Pierre, en tant que CEO de 34 Elements, comment voyez-vous l'intégration de l'intelligence artificielle transformer le paysage des startups, et quelles opportunités principales identifiez-vous pour les entrepreneurs?
C’est un véritable tsunami.
Les acteurs déjà établis – séries A, B et C – sont en première ligne.
De nouveaux concurrents, plus agiles et agressifs, vont surgir rapidement.
Le même service sera proposé dix fois moins cher, ce qui fera vaciller tous ceux qui ne peuvent pas absorber une chute de 90 % de leurs revenus.
Votre expérience extensive en tant qu'investisseur vous a permis d'observer de près l'évolution de la technologie IA dans les startups. Qu'est-ce qui différencie les projets IA qui réussissent de ceux qui échouent selon vous?
Il est trop tôt pour trancher, mais l’anticipation est la seule posture viable.
L’IA évolue de façon exponentielle. Plutôt que de bâtir uniquement sur les capacités actuelles, il faut se projeter à quelques mois et se dire :
“Bientôt, ce sera possible… donc j’en tiens compte dès aujourd’hui dans mon développement.”
Autre point crucial : éviter le champ de bataille des grandes plateformes (OpenAI, Anthropic, etc.).
Si votre produit se place sur leur terrain, vous serez en concurrence directe avec elles… et la fin sera rapide.
Avec l'introduction en bourse et la revente de vos entreprises, comment avez-vous utilisé l'IA pour optimiser ou transformer ces processus, et quels enseignements en avez-vous tiré?
Lorsque j’ai vendu mes entreprises, l’IA en était à ses balbutiements et n’avait donc aucun impact réel.
En tant qu'auteur et podcasteur partageant des connaissances sur les startups, prenez-vous en compte l'impact de l'IA sur le contenu que vous produisez, et comment adaptez-vous vos messages pour refléter ces changements?
Le contenu de mes méthodologies est ever green. L'AI ne changera pas les fondamentaux, elle changera la vitesse d'exécution, la précision des décisions, l'automatisation, l'allocation des ressources ou la personalisation client. l’IA n’invente pas de nouveaux « fondamentaux », mais elle réinvente la mécanique : on passe d’une entreprise qui réfléchit et agit par cycles lents à une organisation auto-apprenante, ultra-personnalisée et presque temps réel.
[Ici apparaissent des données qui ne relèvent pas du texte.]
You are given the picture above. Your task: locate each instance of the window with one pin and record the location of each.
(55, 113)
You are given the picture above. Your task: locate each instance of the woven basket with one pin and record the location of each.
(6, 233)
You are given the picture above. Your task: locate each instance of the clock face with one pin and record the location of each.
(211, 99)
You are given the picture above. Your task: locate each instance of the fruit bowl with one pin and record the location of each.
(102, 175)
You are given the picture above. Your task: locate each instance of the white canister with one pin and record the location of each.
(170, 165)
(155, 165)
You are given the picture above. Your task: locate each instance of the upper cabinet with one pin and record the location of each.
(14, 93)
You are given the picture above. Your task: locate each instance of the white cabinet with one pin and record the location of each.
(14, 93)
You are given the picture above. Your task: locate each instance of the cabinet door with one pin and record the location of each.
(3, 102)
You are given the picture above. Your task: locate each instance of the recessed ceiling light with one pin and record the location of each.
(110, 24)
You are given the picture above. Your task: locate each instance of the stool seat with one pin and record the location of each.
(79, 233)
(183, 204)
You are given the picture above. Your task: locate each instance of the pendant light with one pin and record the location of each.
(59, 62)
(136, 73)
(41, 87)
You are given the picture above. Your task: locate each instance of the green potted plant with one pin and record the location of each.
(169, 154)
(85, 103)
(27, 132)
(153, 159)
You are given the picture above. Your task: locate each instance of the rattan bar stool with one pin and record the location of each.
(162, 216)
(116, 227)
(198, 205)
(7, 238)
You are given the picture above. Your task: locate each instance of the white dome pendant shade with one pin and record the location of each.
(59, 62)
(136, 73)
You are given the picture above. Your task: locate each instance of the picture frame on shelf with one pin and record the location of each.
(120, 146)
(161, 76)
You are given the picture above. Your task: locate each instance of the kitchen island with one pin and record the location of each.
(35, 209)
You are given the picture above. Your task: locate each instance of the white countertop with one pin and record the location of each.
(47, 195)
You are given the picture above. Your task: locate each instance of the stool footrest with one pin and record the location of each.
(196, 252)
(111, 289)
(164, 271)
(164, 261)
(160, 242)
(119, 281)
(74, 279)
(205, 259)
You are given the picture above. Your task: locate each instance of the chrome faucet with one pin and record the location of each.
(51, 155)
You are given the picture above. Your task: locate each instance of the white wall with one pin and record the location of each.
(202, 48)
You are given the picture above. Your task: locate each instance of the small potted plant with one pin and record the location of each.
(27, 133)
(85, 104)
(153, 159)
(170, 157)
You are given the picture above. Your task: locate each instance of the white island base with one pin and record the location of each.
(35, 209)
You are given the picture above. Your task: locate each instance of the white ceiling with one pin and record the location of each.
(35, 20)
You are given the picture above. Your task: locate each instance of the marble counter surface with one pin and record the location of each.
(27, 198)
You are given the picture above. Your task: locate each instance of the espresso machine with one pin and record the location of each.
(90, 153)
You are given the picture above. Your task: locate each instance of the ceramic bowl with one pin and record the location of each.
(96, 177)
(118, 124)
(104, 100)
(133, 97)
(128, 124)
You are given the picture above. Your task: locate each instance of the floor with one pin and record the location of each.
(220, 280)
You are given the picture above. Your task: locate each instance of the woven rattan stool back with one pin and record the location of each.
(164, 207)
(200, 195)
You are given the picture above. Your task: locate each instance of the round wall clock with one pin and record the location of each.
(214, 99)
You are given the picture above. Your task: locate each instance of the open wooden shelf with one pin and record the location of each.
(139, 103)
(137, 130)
Ceux qui maîtrisent ces leviers creusent l’écart, non pas par leur vision, mais par la vitesse et la précision avec lesquelles ils l’exécutent.
Ayant dirigé un fonds d'amorçage ayant investi dans 54 startups, quelles recommandations donneriez-vous aux entrepreneurs cherchant à lever des fonds pour un projet intégrant l'IA?
Ne lève pas de fonds au démarrage.
Travailler avec l’IA consomme très peu de ressources et donc coûte peu ; c’est aussi très rapide. Il vaut mieux commencer sans financement extérieur.
Valide ensuite, le plus vite possible, que la monétisation est réaliste.
Si ce n’est pas le cas, change d’approche.
Une fois la monétisation prouvée, tu pourras envisager une levée pour accélérer la croissance commerciale.
Cette logique ne s’applique pas aux domaines deeptech, biotech, IA « platforme», quantique ou robotique, qui nécessitent souvent des capitaux lourds dès le départ.
Comment voyez-vous l'intelligence artificielle influencer la manière dont les entreprises américaines et européennes opèrent dans les années à venir, et quels secteurs sont les plus mûrs pour la disruption?
Les entreprises européennes dépendent largement des technologies américaines.
Si les États-Unis en restreignent l’accès, les sociétés européennes deviendront des acteurs de second plan.
Tous les secteurs sont concernés : aucun n’est vraiment à l’abri… sauf, peut-être, le fabricant de fromage de chèvre !
Enfin, quel rôle pensez-vous que l'éthique devrait jouer dans le développement et la mise en œuvre de solutions d'IA au sein des startups, et comment encouragez-vous les entreprises à prendre cela au sérieux?
La décision revient aux co-fondateurs ; elle reflète leurs valeurs.
Il en va de même pour les investisseurs, guidés par leurs propres convictions.
Je n'encourage rien, je n'ai aucunes leçons à donner, chacun prends ses responsabilités.
Pierre Gaubil est un entrepreneur et investisseur, PDG de 34 Elements, co-fondateur de 3 entreprises, dont une cotée en bourse et deux vendues. A dirigé des entreprises internationales aux États-Unis et en Europe. Directeur général d'un fonds d'amorçage américain qui a investi dans 54 start-ups. Rédacteur pour The Startup et Data-Driven Investor. Podcasteur pour Silicon Carne/ Marketing Square / Tech 45 / 34 Elements. Auteur du livre "Startup Unlocked".